Loki Astari
Loki Astari

Reputation: 264381

Forking a piped sub processes

What is the best technique to fork a pipe-lined sub processes?

My current program needs to run another processes that is actually a couple of commands linked by pipes. I do not need to know the output of the commands just if they fail or succeed so I am using fork/exec.

The equivalent on the command line would be

 /path/to/A arg1 arg2 | /path/to/B argB1 | /path/to/C

Note: Using a script is not practical as it A/B/C may change in the future.

The two techniques I though of are:

  1. Recursive fork. Connect the parent (input to its parent) output available for child in next fork.

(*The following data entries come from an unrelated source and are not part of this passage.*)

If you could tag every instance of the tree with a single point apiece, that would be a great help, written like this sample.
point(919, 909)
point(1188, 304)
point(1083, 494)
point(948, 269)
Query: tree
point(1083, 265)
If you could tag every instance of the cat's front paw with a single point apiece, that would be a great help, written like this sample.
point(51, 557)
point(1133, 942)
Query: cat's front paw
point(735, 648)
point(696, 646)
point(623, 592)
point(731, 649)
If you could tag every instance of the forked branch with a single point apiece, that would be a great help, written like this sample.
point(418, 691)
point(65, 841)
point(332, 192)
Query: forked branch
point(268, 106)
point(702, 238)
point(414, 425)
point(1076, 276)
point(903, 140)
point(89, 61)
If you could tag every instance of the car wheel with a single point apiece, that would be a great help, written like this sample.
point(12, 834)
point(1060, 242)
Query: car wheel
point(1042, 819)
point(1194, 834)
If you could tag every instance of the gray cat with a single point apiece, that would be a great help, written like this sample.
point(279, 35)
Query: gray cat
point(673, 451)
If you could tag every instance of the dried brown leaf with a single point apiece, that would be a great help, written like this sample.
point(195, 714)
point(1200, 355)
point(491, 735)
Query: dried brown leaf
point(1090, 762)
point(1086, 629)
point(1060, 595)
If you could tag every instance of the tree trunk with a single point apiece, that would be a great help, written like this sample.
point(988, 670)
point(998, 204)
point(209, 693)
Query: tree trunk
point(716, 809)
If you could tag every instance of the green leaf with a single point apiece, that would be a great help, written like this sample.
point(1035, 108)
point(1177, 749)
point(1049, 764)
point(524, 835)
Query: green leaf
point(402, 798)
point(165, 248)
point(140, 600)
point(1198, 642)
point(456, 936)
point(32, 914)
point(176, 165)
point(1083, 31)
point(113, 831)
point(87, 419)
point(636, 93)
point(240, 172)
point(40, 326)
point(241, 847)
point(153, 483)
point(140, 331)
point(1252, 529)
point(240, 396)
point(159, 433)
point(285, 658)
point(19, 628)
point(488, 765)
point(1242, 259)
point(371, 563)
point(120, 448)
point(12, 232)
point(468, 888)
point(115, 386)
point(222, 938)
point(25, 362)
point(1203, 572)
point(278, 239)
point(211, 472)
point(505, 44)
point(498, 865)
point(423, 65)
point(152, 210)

  2. Create all pipes at top level.
    Then use a loop to fork all children that can then connect the pipes appropriately.

Upvotes: 3

Views: 346

Answers (2)

Don't fork recursively. Making B a subprocess of A is not a good idea. For example, if B calls setsid to run in its own session, it would take the unrelated A with it. If B dies, A would get a SIGCHILD, not you. In particular, you would not be able to obtain the return status of B.

Here's a sketch of the code to fork n children on a series of pipes. Warning: I typed the code directly into my browser; there are probably many typos, and I omitted all error checks.

char *executables[n];
char *args[n];
int pipes[2*n+2]; /* child i reads from  */
int child_pids[n];
int ret; /*Error checking omitted; abort if ret ever becomes negative*/
ret = pipe(pipes);
for (i = 0; i < n; i++) {
    ret = pipe(pipes + 2 * i + 2);
    ret = fork();
    if (ret == 0) {
        /* Code of child i */
        close(pipes[2*i+1]);
        close(pipes[2*i+2]);
        dup2(pipes[2*i], 0);
        dup2(pipes[2*i+3], 1);
        ret = execv(executables[i], args[i]);
    }
    close(pipes[2*i]);
    close(pipes[2*i+3]);
    child_pids[i] = ret;
}
/* interact with the subprocesses, then call wait or waitpid as needed */

Upvotes: 1

Andy Ross
Andy Ross

Reputation: 12033

If you're on a unix, a simple system("/path/to/A arg1 arg2 | /path/to/B argB1 | /path/to/C") will do what you want. It invokes a shell as /bin/sh -c $STRING_PASSED_TO_SYSTEM. If you want finer control, for example the ability to read the output or write to the input, consider the popen() routine in the C library.